Old Tavern in Broadway Near Houston Street 1862

The corner of Broadway and Houston Street, where two of New York’s major thoroughfares intersect, has gone through many changes since it was first settled in the early 1800’s. At present, Forrest “Frosty” Myers’ The Wall, the iconic public art installation at the northwest corner, serves as “The Gateway to SoHo,” as it is sometimes called.

There was a very different kind of landmark at these crossroads in 1826. Saint Thomas Church, founded by members of three lower Manhattan Episcopal parishes stood at this corner in 1826.  St. Thomas Church was founded by some of New York’s most prominent citizens, including notably William Backhouse Astor (1792–1875), a wealthy Manhattan landowner, Charles King (1789–1867), later president of Columbia University, and jurist William Beach Lawrence (source: Wikipedia).

In the 1840’s  the church was enlarged to accommodate its growing congregation and was later rebuilt in the 1850’s after a fire destroyed the church. It was around this time that the area around St. Thomas’ began to quickly decline when the commercial center of Manhattan moved to Union Square to follow the City’s growth north up Manhattan.

One after another, the area’s high-class parlor houses were replaced by lower-class public houses and brothels, where New York’s down and out would congregate. This being New York, an enterprising publisher printed a guidebook for visitors to the area, complete with Zagat Guide-style reviews of the neighborhood’s hot-spots.

National Police Gazette A drawing titled “The Genius of Advertising” from an 1880 issue of the National Police Gazette shows men outside a brothel gazing at pictures of some of the attractions awaiting them inside. (image via The New York Times)

National Police Gazette A drawing titled “The Genius of Advertising” from an 1880 issue of the National Police Gazette shows men outside a brothel gazing at pictures of some of the attractions awaiting them inside. (image via The New York Times)

The Gentleman’s Directory, published anonymously in 1870 and sold at local newsstands, informed readers that in this area one encounters many “Nymphes de Pave” who “have furnished rooms in which they receive visitors of the other sex, and ply their vocation in the streets for a livelihood.” It describes the “Broadway Garden” as “a very large hall extending from Broadway to Mercer Street, and is conducted on the pretty waiter girl system,” adding that a “large red lamp before 25 East Houston street marks the establishment of Harry Hill” where “an hour cannot be spent more pleasantly.”

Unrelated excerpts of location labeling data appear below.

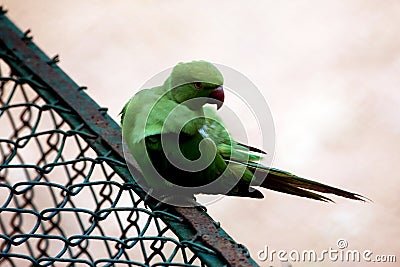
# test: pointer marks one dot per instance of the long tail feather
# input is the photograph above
(289, 183)
(286, 182)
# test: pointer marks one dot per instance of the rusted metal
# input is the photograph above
(208, 232)
(202, 235)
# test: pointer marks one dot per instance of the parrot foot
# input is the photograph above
(179, 200)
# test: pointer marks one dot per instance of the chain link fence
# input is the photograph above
(66, 195)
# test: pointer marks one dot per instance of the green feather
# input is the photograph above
(161, 123)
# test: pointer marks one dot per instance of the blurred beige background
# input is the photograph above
(328, 69)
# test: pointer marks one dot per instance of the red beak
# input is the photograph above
(217, 97)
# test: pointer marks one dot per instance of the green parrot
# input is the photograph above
(183, 148)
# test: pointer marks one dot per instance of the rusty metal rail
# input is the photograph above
(63, 180)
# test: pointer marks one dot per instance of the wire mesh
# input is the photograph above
(67, 197)
(60, 202)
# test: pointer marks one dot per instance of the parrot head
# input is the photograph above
(197, 83)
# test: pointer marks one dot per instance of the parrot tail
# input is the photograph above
(285, 182)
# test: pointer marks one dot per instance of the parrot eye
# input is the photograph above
(198, 85)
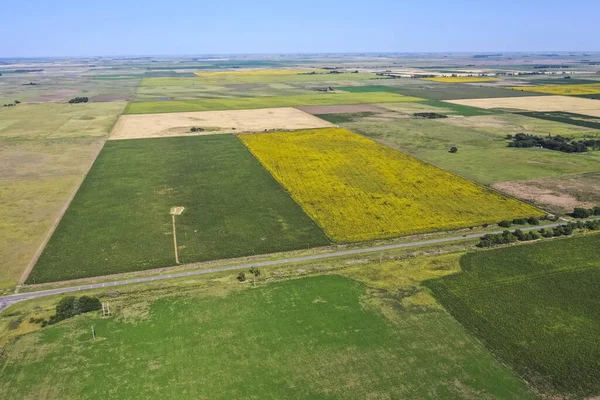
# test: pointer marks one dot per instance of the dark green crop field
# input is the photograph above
(119, 220)
(367, 89)
(450, 91)
(536, 307)
(562, 81)
(565, 117)
(324, 337)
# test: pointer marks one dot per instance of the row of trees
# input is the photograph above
(78, 100)
(520, 221)
(558, 143)
(508, 237)
(585, 212)
(254, 271)
(70, 306)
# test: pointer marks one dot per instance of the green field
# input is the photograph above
(483, 155)
(324, 337)
(152, 93)
(441, 91)
(562, 81)
(241, 77)
(56, 120)
(45, 151)
(566, 118)
(436, 106)
(367, 89)
(244, 103)
(536, 307)
(119, 220)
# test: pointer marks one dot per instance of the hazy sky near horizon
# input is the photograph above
(35, 28)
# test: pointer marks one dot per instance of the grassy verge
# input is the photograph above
(280, 340)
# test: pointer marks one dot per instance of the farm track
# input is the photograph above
(6, 301)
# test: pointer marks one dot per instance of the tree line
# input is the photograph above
(78, 100)
(508, 237)
(558, 143)
(70, 306)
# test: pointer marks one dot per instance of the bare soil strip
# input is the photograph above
(538, 103)
(137, 126)
(557, 194)
(342, 109)
(59, 216)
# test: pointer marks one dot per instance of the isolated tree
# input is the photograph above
(581, 213)
(255, 272)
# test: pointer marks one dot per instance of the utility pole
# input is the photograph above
(175, 211)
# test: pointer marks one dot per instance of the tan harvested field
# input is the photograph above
(45, 151)
(139, 126)
(342, 109)
(537, 103)
(557, 195)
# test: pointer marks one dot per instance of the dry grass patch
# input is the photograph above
(558, 195)
(460, 79)
(342, 109)
(537, 103)
(179, 124)
(562, 89)
(503, 124)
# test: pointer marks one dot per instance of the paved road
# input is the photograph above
(6, 301)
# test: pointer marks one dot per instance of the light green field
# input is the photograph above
(119, 220)
(483, 155)
(151, 93)
(58, 120)
(241, 78)
(150, 107)
(321, 337)
(45, 150)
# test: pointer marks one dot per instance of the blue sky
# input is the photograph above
(131, 27)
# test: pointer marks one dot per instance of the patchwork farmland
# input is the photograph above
(245, 226)
(149, 107)
(357, 189)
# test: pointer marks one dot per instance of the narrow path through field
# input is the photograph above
(6, 301)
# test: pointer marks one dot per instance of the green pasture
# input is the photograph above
(119, 220)
(325, 337)
(536, 307)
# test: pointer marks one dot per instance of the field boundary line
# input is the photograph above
(6, 301)
(63, 210)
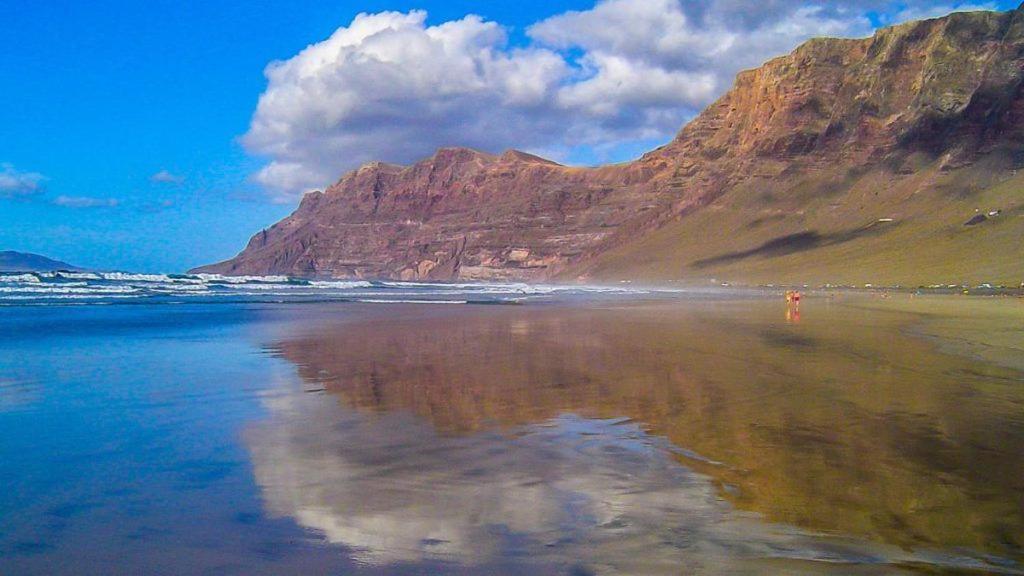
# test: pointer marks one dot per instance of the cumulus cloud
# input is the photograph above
(14, 183)
(389, 86)
(85, 202)
(167, 177)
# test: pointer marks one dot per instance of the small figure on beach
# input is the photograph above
(793, 297)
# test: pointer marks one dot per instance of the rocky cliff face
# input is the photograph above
(940, 93)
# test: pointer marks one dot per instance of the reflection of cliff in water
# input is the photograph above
(840, 423)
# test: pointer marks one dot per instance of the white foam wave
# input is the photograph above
(19, 278)
(244, 279)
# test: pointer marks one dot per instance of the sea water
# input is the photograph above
(573, 434)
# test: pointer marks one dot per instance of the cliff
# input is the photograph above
(24, 261)
(844, 161)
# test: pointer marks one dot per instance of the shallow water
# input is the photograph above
(697, 436)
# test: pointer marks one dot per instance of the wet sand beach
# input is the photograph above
(657, 436)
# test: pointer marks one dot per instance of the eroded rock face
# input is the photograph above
(948, 87)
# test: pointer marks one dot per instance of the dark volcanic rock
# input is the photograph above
(947, 88)
(22, 261)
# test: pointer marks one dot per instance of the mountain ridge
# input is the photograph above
(908, 111)
(26, 261)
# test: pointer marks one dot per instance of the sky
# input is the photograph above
(160, 135)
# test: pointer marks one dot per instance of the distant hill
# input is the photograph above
(22, 261)
(895, 159)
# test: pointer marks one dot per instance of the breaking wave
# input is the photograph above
(110, 287)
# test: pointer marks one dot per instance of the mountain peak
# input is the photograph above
(805, 154)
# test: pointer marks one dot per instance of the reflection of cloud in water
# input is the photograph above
(15, 394)
(394, 491)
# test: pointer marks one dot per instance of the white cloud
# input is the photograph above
(390, 87)
(85, 202)
(17, 184)
(167, 177)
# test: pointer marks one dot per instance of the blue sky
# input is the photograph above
(132, 134)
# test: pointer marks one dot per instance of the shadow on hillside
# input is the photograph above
(791, 244)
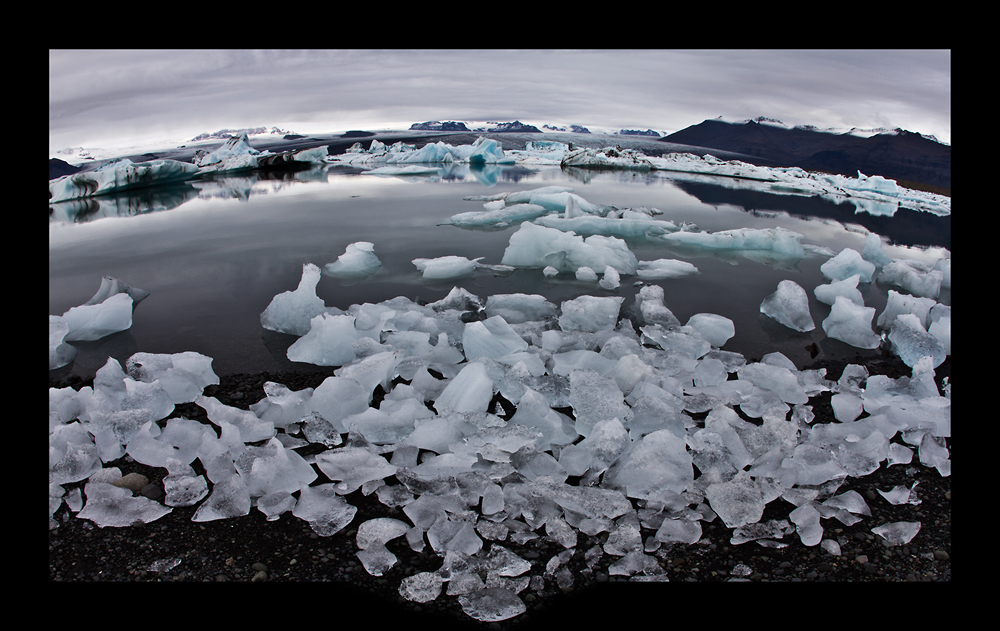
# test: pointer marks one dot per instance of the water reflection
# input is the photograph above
(213, 268)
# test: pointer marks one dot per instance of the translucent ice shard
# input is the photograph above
(324, 509)
(898, 533)
(492, 604)
(109, 505)
(789, 305)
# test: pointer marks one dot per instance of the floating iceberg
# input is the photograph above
(789, 305)
(776, 241)
(357, 261)
(292, 311)
(446, 267)
(852, 324)
(537, 246)
(119, 175)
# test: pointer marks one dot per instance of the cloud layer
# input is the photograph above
(103, 98)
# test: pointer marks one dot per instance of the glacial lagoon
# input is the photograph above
(213, 253)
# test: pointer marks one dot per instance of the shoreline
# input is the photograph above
(228, 550)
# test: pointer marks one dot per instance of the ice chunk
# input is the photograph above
(272, 468)
(273, 505)
(537, 246)
(738, 502)
(659, 462)
(324, 509)
(774, 241)
(807, 523)
(109, 505)
(848, 288)
(873, 251)
(292, 311)
(590, 313)
(251, 427)
(183, 376)
(329, 341)
(611, 278)
(846, 264)
(911, 342)
(898, 303)
(498, 214)
(357, 261)
(492, 338)
(789, 305)
(533, 411)
(353, 466)
(519, 308)
(594, 398)
(92, 322)
(777, 379)
(446, 267)
(421, 587)
(119, 174)
(851, 323)
(941, 325)
(492, 604)
(650, 308)
(73, 456)
(714, 329)
(337, 398)
(898, 533)
(229, 498)
(470, 391)
(905, 274)
(184, 489)
(664, 268)
(380, 529)
(60, 353)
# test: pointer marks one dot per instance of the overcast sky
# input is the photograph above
(108, 98)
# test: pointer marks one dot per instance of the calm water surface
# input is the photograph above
(213, 255)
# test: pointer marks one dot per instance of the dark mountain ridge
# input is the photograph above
(899, 155)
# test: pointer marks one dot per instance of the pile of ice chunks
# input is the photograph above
(513, 419)
(603, 438)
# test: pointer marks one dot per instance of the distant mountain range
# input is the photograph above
(897, 154)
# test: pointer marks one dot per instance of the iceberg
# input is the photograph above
(664, 268)
(775, 241)
(846, 264)
(357, 261)
(789, 305)
(446, 267)
(607, 158)
(119, 175)
(852, 324)
(292, 311)
(537, 246)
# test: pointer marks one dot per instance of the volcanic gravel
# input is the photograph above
(252, 549)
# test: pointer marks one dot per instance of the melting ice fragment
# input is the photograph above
(846, 264)
(292, 311)
(789, 305)
(898, 533)
(492, 604)
(357, 261)
(911, 341)
(852, 324)
(446, 267)
(590, 313)
(109, 505)
(324, 509)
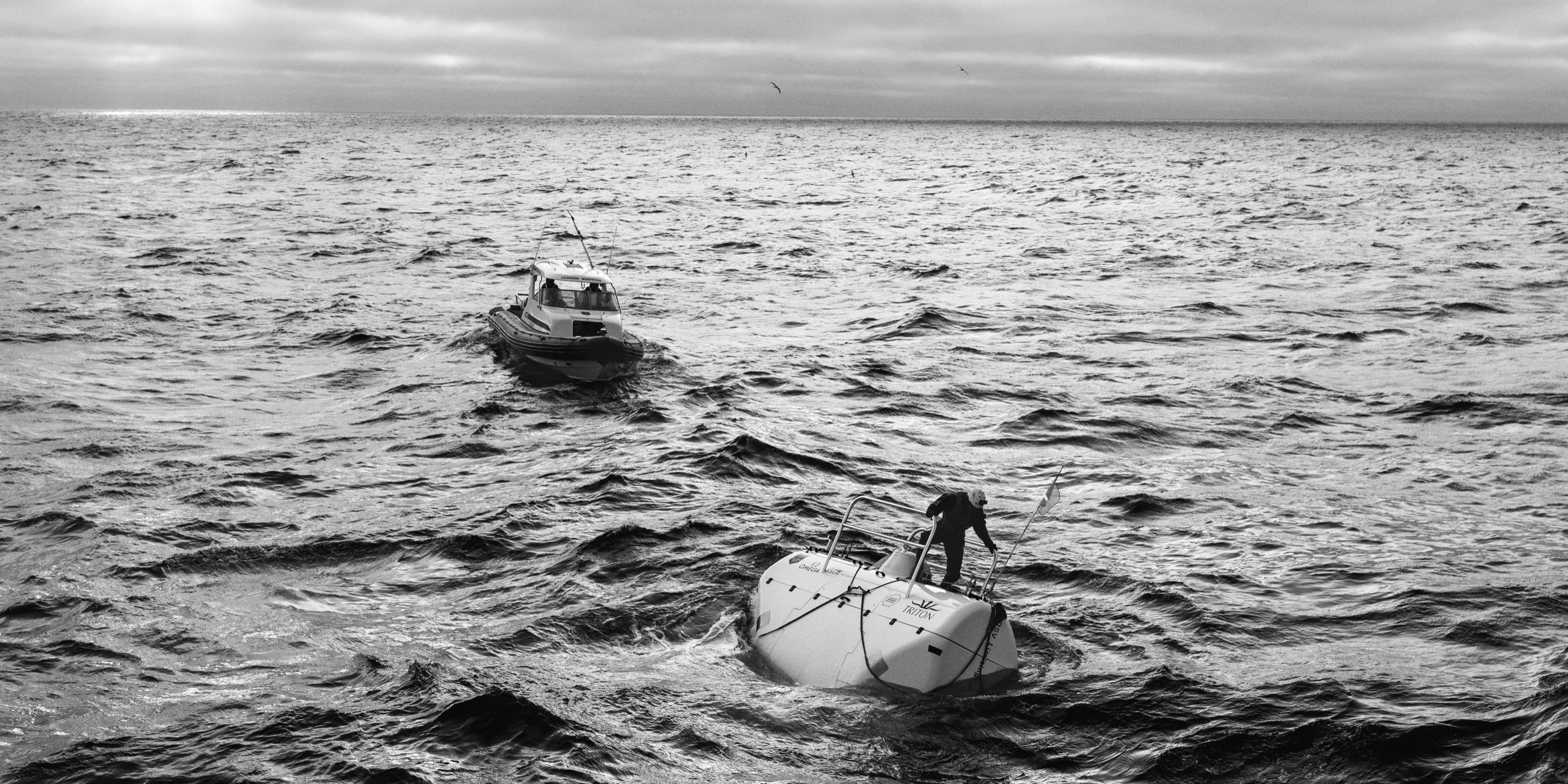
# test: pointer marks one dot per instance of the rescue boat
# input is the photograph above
(570, 322)
(828, 620)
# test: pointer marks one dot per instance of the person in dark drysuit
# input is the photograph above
(960, 512)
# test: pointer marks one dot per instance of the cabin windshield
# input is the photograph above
(577, 295)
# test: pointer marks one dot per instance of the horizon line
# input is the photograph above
(1258, 121)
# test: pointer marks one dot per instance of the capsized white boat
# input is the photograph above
(828, 620)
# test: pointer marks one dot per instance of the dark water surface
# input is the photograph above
(273, 510)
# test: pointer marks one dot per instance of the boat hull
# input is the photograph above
(844, 625)
(599, 358)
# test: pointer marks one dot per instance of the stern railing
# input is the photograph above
(926, 549)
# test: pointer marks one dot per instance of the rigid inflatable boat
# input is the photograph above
(570, 322)
(828, 620)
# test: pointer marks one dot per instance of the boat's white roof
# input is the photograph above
(562, 272)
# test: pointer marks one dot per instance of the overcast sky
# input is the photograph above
(1443, 60)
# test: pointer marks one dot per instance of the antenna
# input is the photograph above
(581, 239)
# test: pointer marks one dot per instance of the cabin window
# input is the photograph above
(577, 295)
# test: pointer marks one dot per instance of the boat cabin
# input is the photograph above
(570, 302)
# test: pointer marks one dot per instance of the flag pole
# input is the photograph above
(1053, 496)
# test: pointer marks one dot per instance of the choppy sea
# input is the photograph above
(273, 507)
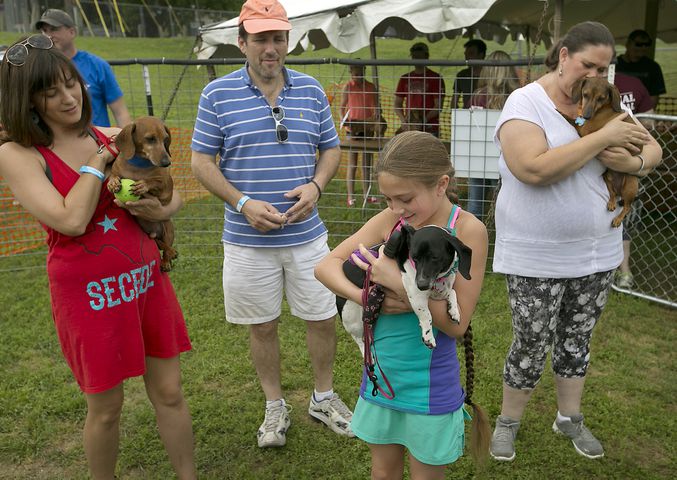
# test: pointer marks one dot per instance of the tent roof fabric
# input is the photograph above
(349, 24)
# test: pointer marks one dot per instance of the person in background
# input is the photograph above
(419, 95)
(115, 312)
(102, 87)
(467, 80)
(265, 123)
(636, 97)
(636, 63)
(495, 84)
(360, 109)
(425, 415)
(554, 239)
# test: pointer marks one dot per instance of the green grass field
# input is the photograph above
(629, 400)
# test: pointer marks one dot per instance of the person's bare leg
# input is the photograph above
(350, 175)
(163, 386)
(569, 395)
(387, 462)
(101, 434)
(265, 352)
(423, 471)
(366, 174)
(321, 340)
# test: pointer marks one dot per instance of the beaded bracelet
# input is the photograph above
(319, 190)
(94, 171)
(241, 202)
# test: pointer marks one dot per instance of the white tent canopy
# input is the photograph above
(349, 25)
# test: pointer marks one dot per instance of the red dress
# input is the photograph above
(112, 305)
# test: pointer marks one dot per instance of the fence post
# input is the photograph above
(149, 96)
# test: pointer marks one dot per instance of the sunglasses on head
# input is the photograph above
(281, 131)
(18, 54)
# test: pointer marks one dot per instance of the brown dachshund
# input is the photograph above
(144, 158)
(598, 102)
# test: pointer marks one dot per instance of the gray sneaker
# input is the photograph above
(273, 430)
(333, 413)
(584, 441)
(503, 439)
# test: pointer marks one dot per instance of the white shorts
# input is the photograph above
(254, 280)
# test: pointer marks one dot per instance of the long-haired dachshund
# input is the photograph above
(598, 102)
(144, 157)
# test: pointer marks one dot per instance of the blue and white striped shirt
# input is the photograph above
(235, 119)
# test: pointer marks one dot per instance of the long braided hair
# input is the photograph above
(423, 158)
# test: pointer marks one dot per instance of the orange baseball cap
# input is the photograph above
(264, 16)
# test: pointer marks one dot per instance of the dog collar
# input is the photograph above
(140, 162)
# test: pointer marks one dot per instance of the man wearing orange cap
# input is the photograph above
(266, 123)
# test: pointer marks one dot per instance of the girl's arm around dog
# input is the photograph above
(384, 270)
(473, 233)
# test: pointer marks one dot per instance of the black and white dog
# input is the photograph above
(425, 257)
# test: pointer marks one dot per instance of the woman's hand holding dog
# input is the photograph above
(149, 207)
(621, 133)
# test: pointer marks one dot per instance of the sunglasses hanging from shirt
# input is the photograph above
(18, 54)
(281, 131)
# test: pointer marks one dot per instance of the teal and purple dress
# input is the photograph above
(426, 414)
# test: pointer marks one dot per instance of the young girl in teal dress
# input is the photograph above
(426, 415)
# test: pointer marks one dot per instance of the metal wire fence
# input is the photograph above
(171, 88)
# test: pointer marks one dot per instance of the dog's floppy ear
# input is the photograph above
(168, 140)
(125, 141)
(397, 246)
(464, 255)
(615, 98)
(577, 90)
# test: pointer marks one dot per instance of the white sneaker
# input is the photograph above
(333, 413)
(273, 430)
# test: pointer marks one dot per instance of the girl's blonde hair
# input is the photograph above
(498, 81)
(418, 156)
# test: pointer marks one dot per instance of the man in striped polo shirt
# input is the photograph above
(266, 123)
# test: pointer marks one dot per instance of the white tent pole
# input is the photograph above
(651, 23)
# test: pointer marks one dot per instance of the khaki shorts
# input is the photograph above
(254, 280)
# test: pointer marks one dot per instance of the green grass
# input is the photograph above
(629, 399)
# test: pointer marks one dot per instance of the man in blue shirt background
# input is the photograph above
(102, 87)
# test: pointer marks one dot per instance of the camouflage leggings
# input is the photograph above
(552, 313)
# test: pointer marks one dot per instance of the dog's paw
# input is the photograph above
(429, 339)
(139, 188)
(453, 312)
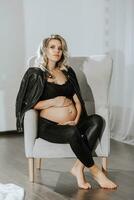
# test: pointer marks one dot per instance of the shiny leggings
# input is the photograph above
(81, 137)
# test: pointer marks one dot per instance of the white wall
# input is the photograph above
(24, 23)
(11, 59)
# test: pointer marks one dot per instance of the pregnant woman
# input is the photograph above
(52, 88)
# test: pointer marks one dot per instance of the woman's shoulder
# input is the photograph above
(33, 71)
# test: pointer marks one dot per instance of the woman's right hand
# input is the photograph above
(61, 101)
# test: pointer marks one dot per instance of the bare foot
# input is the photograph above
(100, 177)
(78, 173)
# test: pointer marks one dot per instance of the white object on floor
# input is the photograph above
(11, 192)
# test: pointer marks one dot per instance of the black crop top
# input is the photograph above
(52, 90)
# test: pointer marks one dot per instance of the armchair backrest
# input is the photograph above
(94, 75)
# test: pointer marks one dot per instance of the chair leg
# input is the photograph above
(38, 163)
(31, 169)
(104, 164)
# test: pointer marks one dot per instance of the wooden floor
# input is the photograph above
(54, 182)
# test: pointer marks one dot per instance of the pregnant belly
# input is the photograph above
(60, 114)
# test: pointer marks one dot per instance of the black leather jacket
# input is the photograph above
(31, 88)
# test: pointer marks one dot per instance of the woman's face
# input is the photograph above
(54, 50)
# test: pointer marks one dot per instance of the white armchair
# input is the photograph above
(93, 73)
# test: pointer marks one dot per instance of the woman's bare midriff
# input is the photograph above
(60, 114)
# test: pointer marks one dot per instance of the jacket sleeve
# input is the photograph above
(26, 94)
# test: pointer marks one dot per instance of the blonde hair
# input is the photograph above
(42, 57)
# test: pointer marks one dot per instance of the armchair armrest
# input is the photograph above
(30, 131)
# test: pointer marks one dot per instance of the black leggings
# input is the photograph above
(81, 137)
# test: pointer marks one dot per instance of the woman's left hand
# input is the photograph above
(72, 123)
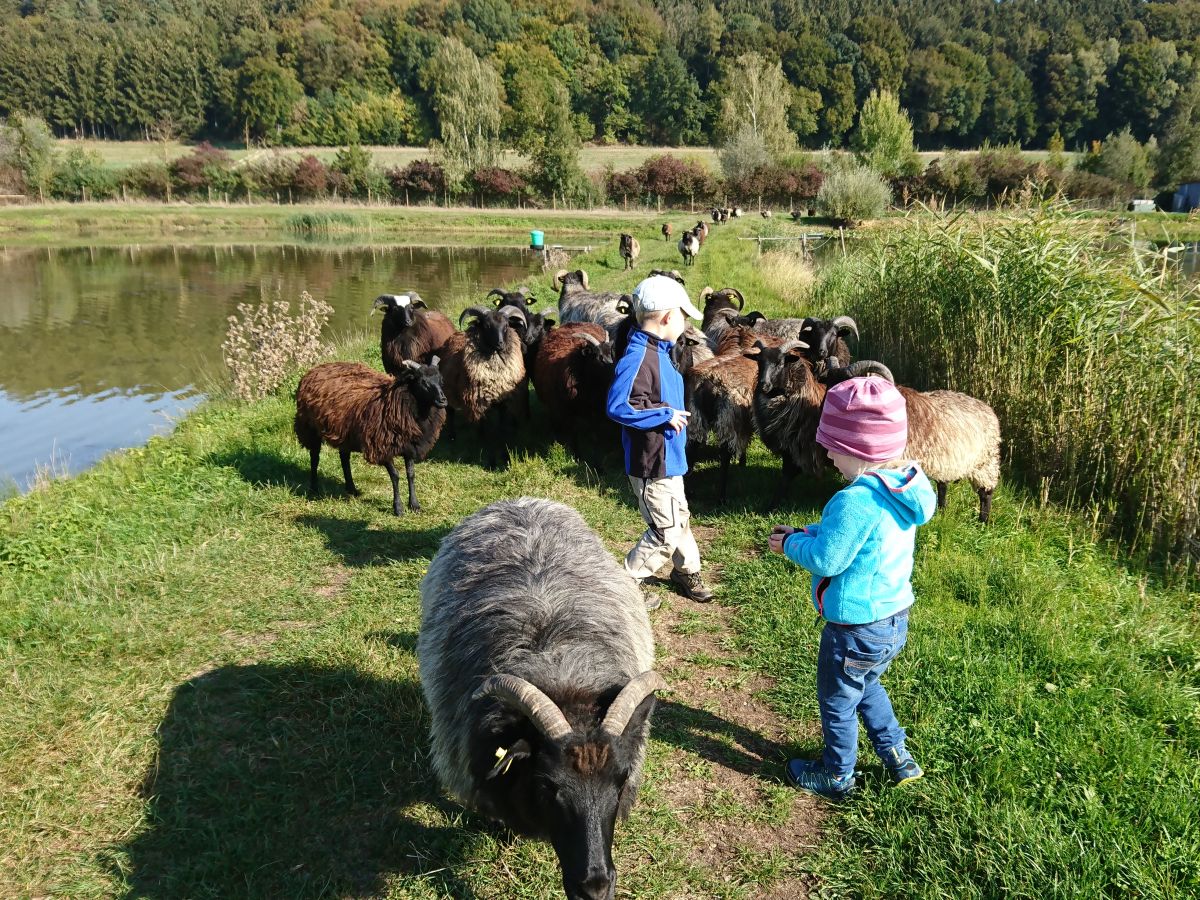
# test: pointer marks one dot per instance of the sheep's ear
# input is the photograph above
(505, 757)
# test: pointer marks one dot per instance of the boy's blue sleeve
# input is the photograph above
(845, 527)
(629, 402)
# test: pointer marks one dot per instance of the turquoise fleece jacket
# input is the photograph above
(861, 552)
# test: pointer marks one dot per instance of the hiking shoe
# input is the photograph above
(691, 586)
(900, 766)
(810, 775)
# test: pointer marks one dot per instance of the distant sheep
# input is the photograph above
(357, 409)
(409, 330)
(537, 661)
(629, 250)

Gene Schermerhorn, for whose family Schermerhorn Street is named, once wrote in a letter to his nephew, “St. Thomas Church was at the corner of Broadway and Houston Street; opposite to it was a row of small two-storied wooden houses; many of them low grog shops—a very bad neighborhood.” He also included a lovely drawing of the church:

St. Thomas Church, at the corner of Broadway and Houston, drawing by Gene Schermerhorn (image from Letters to Phil. Memories of a New York Boyhood, 1848-1856. By Gene Schermerhorn. New York Bound Book- shop/Leslie Dwinell)

St. Thomas Church, at the corner of Broadway and Houston, drawing by Gene Schermerhorn (image from Letters to Phil. Memories of a New York Boyhood, 1848-1856. By Gene Schermerhorn. New York Bound Book- shop/Leslie Dwinell)

St. Thomas’ held on at its original location until 1870, when its parishioners, aghast at the sorry state of their surroundings, moved their congregation to its current location at Fifth Avenue at 53rd Street. By then, the neighborhood was already beginning to transform yet again. Manufacturers, taking advantage of depressed real estate prices, began building the cast iron factory buildings for which the area is now known.